Carrière San Pedrone : Histoire de pierres

En Castagniccia, dans la région d’Orezza, Virginie Albertini nous ouvre les portes de son entreprise familiale. À 46 ans, cette dirigeante corse évoque son activité comme une véritable passion pour le patrimoine local et le travail artisanal de la pierre dans lequel il s’inscrit. La carrière San Pedrone est la dernière carrière de lauze corse en activité. La lauze, « a teghja », dont l’extraction relève d’un procédé particulièrement délicat, est inscrit à l’inventaire du patrimoine culturel immatériel.

Par la mise en synergie des savoir-faire, des projets et des hommes à l’ouvrage au sein de l’entreprise qu’elle dirige, Virginie Albertini nous inspire aussi par sa force d’engagement et sa persévérance.

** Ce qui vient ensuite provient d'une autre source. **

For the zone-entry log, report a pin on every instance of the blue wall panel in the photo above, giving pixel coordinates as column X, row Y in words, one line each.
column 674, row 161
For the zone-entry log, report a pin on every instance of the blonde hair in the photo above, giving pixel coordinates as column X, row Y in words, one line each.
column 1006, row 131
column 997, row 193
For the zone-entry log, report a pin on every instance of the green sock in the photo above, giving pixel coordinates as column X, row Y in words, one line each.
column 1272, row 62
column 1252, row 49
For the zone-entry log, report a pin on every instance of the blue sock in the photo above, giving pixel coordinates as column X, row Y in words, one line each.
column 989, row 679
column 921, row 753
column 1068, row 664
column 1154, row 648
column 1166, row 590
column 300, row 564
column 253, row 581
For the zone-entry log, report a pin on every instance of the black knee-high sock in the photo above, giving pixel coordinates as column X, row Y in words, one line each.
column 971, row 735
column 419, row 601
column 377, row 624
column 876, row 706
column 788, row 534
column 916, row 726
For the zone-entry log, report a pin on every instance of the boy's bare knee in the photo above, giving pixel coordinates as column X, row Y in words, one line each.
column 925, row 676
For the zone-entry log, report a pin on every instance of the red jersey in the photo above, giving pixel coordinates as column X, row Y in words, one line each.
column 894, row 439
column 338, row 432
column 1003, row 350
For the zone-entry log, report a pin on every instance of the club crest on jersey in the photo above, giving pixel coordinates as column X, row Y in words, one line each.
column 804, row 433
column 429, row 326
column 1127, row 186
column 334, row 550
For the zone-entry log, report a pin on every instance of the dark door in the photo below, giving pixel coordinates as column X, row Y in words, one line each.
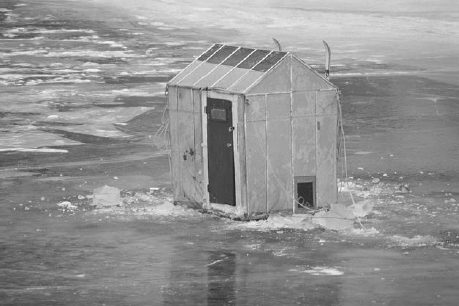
column 220, row 151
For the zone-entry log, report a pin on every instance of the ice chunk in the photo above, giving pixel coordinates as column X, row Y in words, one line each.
column 67, row 205
column 362, row 208
column 339, row 217
column 106, row 196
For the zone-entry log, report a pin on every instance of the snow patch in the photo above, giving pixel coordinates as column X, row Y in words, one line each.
column 320, row 271
column 39, row 150
column 416, row 241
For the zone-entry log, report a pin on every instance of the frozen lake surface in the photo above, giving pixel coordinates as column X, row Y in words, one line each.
column 82, row 94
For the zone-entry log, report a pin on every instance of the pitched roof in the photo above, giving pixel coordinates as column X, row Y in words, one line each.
column 231, row 68
column 227, row 67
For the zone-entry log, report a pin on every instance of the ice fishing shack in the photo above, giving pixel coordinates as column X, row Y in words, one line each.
column 254, row 129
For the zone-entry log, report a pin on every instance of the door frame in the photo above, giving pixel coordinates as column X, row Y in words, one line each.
column 233, row 98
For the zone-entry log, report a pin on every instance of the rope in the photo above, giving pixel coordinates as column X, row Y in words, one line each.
column 345, row 156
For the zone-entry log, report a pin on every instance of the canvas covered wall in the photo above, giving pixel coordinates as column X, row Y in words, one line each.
column 185, row 118
column 291, row 131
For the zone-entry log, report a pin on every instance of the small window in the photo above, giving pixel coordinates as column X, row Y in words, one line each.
column 305, row 193
column 218, row 114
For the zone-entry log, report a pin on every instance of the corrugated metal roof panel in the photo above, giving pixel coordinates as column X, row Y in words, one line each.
column 230, row 68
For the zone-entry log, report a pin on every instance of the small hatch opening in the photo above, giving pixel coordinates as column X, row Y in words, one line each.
column 305, row 194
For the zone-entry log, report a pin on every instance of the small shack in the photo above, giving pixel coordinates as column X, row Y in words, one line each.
column 254, row 129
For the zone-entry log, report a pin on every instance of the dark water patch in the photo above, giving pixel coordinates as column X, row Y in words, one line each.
column 22, row 114
column 102, row 60
column 66, row 106
column 450, row 237
column 85, row 138
column 146, row 123
column 136, row 79
column 133, row 101
column 55, row 123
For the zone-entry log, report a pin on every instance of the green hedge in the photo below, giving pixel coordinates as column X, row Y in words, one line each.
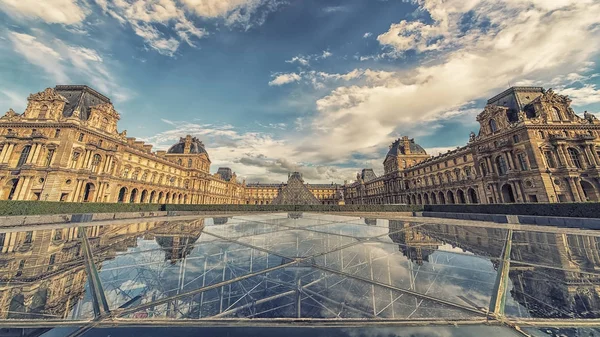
column 47, row 207
column 580, row 210
column 8, row 207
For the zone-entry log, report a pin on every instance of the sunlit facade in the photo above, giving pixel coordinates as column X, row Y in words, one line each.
column 531, row 147
column 66, row 147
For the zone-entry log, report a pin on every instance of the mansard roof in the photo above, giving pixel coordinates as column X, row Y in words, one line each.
column 195, row 146
column 80, row 98
column 397, row 147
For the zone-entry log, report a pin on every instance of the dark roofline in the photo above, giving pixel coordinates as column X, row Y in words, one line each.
column 84, row 88
column 514, row 89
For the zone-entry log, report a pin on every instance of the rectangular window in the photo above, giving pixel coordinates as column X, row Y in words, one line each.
column 28, row 237
column 522, row 161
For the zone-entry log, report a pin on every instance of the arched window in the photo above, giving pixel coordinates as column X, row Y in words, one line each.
column 493, row 125
column 555, row 114
column 95, row 162
column 574, row 155
column 501, row 164
column 24, row 155
column 43, row 112
column 104, row 124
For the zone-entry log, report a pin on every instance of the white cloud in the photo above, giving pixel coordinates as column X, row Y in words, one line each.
column 254, row 156
column 244, row 13
column 39, row 54
column 471, row 65
column 145, row 16
column 282, row 79
column 302, row 60
column 12, row 99
column 51, row 11
column 63, row 62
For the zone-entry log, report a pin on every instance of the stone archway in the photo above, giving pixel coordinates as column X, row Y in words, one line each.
column 589, row 191
column 451, row 197
column 144, row 196
column 473, row 196
column 133, row 196
column 122, row 194
column 89, row 192
column 508, row 195
column 442, row 198
column 460, row 196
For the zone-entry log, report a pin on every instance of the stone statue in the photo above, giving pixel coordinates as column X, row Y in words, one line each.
column 589, row 117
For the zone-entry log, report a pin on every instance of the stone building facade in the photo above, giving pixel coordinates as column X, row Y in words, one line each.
column 264, row 193
column 531, row 147
column 66, row 147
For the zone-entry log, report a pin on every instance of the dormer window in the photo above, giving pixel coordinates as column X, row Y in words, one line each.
column 493, row 125
column 43, row 112
column 555, row 114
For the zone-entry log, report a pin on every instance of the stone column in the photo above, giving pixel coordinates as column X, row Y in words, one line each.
column 574, row 189
column 36, row 154
column 591, row 162
column 563, row 159
column 23, row 190
column 511, row 164
column 31, row 154
column 5, row 150
column 77, row 190
column 579, row 189
column 595, row 160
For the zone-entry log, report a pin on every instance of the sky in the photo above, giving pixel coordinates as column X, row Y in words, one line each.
column 317, row 86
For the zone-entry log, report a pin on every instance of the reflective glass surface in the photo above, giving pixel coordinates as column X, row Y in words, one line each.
column 317, row 268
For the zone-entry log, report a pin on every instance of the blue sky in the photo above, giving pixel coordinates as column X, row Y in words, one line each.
column 319, row 86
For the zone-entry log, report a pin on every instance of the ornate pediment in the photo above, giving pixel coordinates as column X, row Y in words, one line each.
column 11, row 115
column 47, row 95
column 551, row 97
column 108, row 109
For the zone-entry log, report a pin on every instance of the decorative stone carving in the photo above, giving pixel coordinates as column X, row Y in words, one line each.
column 11, row 115
column 591, row 118
column 47, row 95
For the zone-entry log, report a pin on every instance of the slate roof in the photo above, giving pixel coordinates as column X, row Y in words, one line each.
column 80, row 97
column 295, row 193
column 397, row 148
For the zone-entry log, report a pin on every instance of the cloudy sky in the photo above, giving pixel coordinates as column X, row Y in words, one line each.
column 318, row 86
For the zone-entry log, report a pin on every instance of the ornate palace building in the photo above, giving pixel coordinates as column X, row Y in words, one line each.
column 66, row 147
column 531, row 147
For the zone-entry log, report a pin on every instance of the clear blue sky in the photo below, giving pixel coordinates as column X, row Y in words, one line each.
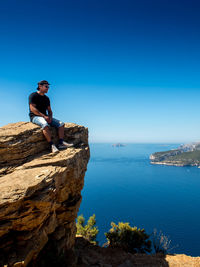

À travers cette rencontre, c’est le portrait d’une femme dynamique et soucieuse de perpétuer l’expression de la lauze dans le paysage bâti de la Corse qui apparaît en filigrane.


Par Laura Benedetti

Comment s’est dessiné votre parcours jusqu’à la Direction de la carrière ?
Bien que j’aie été immergée dans ce milieu depuis l’enfance, j’ai choisi de suivre des études en école de commerce. À la fin de mes études, je ne pensais pas travailler dans le secteur de la construction. J’ai commencé ma vie professionnelle dans la publicité, un domaine jeune et dynamique, qui me semblait plus branché à l’époque.
Cependant, après deux ans passés dans la publicité, j’ai ressenti le besoin de revenir à quelque chose de plus concret, et je souhaitais retrouver un lien plus tangible avec mon travail. Cette prise de conscience m’a ramenée vers mes racines et vers le secteur de la construction, où je me sens pleinement épanouie depuis 2003.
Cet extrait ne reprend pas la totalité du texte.